Well, you could put it through a planer but then half of it would end up as sawdust, or you could resaw it, come up with two useful pieces of wood and a lot less waste. One thing I really like to do with resawing is to create a book-matched panel. What's that? Well, here's an example. The top of this box is book-matched. Now, we call it book-matching because you open the two pieces of wood up much like you would a book. Then when you join them together, you get this beautiful complementary grain pattern. It's almost identical on either side.
Book-matched panels can enhance a box lid, a cabinet door or the sides of a frame and panel cabinet. So how do you resaw? I'm glad you asked that. Resawing is pretty easy on a band saw but there are a few rules you can follow that will make your life even easier. For example, your stock should be prepared with two parallel faces and an edge that's 90 degrees to both of them so that you can balance on that edge as you're feeding it into the band saw. Now, with resawing, wider is always better with your band saw blade. Now, with our 15-inch band saw, we can go with a one-inch wide blade, but most 14-inch band saws will allow you take up to a three-quarters of an inch wide band saw blade and you can resaw just fine with that.

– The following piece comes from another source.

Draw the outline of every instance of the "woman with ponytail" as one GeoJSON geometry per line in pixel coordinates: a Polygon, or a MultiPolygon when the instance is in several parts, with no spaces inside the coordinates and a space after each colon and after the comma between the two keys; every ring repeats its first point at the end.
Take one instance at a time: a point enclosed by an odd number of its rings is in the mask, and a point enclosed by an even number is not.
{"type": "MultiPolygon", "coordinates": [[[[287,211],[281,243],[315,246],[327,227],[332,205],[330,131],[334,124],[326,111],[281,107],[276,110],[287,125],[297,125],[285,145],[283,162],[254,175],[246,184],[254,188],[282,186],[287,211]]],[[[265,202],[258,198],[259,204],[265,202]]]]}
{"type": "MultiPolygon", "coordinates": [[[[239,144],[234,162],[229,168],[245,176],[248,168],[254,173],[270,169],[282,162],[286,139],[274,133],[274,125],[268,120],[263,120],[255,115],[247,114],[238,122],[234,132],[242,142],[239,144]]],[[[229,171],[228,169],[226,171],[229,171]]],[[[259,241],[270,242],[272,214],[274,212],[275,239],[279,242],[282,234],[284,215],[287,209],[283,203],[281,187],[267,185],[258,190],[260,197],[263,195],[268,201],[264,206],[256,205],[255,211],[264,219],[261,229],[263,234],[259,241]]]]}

It's also useful to have fewer teeth per inch on a resaw blade. Here we have three teeth per inch, which is about perfect. It cuts aggressively and clears sawdust effectively. It does leave a rougher cut, but you'll need to surface the resawing face anyway. Make your life easier with fewer teeth. Now, almost any band saw will resaw to one degree or another. There are some limiting factors, however. We've already talked about blade width, another one is the distance from the table top to the bottom of the blade guard. In this case, this side goes up to 14 inches with is pretty impressive.
The final one I think we should talk about is the motor size. On this big saw, we have a three horsepower motor. If you're using more typical 14-inch saw, you'll have a one and half or one and three-quarter horsepower motor. They'll work just fine. You just need to go a little slower. I spun the saw around to show you the last detail I want to talk about, it's the fence. You'll notice that there's a cylinder added to this fence here. Sometimes when you're cutting down the length of a board, the blade wants to wander, whether it's from grain pressure or the blade is not as sharp as it ought to be.
This fence allows you to adjust the angle of your board so that you can keep that blade dead center as you're making the entire cut. Now, this fence is made out of metal, but I've actually made point fences of my own on wood. Enough talking, let's get to rocking. Let me show you how to do a resaw cut. The point fence is adjusted to a position to stock as you engage the cut. Here the fence is set for a three-eighths inch thick cut. A slow steady feed rate works fast. Keep your fingers away from the blade. That's really all there is to it. Resawing is a great way to enhance your woodworking and save a little money as well.